From Munich to Kabul

Get out of Afghanistan? I was undecided: if NATO abandons Afghanistan, people will again be stoned to death and human rights won’t be worth a damn. And, contrary to popular opinion, value systems and cultures can be exported using completely military means as the Roman Empire, Napoleon, Spain, England and the United States have proven hundreds of times. On the other hand, there are many countries where it didn’t work, the direction it seems to now be headed in Afghanistan; but why just there? It has to do with geopolitical interests; all of humanism is to some extent hypocrisy. Didn’t the Roman Empire have its own interests? I was really undecided.

Then on September 8th, twenty-five German intellectuals (among them Martin Walser and Richard David Precht) published an appeal that called for a withdrawal of German troops from Afghanistan. Precht maintained that Germany should avoid becoming a target of terrorism. Earlier in July, Walser wrote, “We will cease to be a target of terrorists as soon as we stop all our military engagement.” One week later, a man in the Munich subway was beaten to death when he tried to help some children. A hero. Germany was flooded with articles and talk shows that praised civil courage, encouraged strength and heavier penalties and damned the indifference of our people.

Am I the only one who sees a connection between Munich and Kabul? If we never display any civil courage in our subways and flee at every disturbance, young gangs will stop targeting innocent people there? Almost everybody in Germany says we dare not avert our eyes to such acts. But in Afghanistan, we should not only avert our eyes when women are stoned to death, we should consider non-involvement a wise course of action as well?

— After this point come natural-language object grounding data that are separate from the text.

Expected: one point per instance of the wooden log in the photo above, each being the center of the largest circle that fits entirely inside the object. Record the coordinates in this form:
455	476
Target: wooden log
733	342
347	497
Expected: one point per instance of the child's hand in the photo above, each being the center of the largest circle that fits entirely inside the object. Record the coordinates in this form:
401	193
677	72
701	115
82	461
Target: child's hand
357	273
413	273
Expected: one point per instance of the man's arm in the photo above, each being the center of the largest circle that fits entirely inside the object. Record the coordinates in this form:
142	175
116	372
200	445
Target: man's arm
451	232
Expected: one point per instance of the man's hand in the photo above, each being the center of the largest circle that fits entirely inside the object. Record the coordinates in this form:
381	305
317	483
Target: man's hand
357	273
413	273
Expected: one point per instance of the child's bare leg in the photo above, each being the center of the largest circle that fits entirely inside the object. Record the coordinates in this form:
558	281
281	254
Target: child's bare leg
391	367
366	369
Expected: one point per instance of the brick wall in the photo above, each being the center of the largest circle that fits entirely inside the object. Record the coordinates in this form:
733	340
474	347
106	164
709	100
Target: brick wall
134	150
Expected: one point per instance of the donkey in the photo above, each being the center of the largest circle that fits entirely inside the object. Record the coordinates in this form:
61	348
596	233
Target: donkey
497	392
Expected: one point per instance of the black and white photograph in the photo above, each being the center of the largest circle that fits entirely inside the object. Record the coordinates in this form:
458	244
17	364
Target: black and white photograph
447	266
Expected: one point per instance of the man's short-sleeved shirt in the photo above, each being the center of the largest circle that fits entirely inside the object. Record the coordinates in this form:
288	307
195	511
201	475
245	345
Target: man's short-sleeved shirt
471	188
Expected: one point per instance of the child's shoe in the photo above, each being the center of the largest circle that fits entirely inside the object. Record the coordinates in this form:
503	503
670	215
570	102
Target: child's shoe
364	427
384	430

And it’s even more complicated. In order to really accomplish anything in Afghanistan, we would have to quit aerial bombardment from safe altitudes, attacks that result in the deaths of hundreds of innocent civilians. We would have to totally occupy the country for many years, completely restructure its components, and create new elites and a completely different everyday culture, similar to what was done in Germany by Napoleon and the United States. That’s a fantasy. It would result in far too many lives; our lives, not Afghan lives. A modern democracy that claims to hold its citizens’ lives in the highest regard, a sentiment that I fully support, can’t realistically do that. We have to get out of Afghanistan sooner or later because the logic of our system demands it. We’ve taken our own human rights so much for granted that human rights for others mean nothing to us. I’m someone’s neighbor, whether in Kabul or in the Munich subway.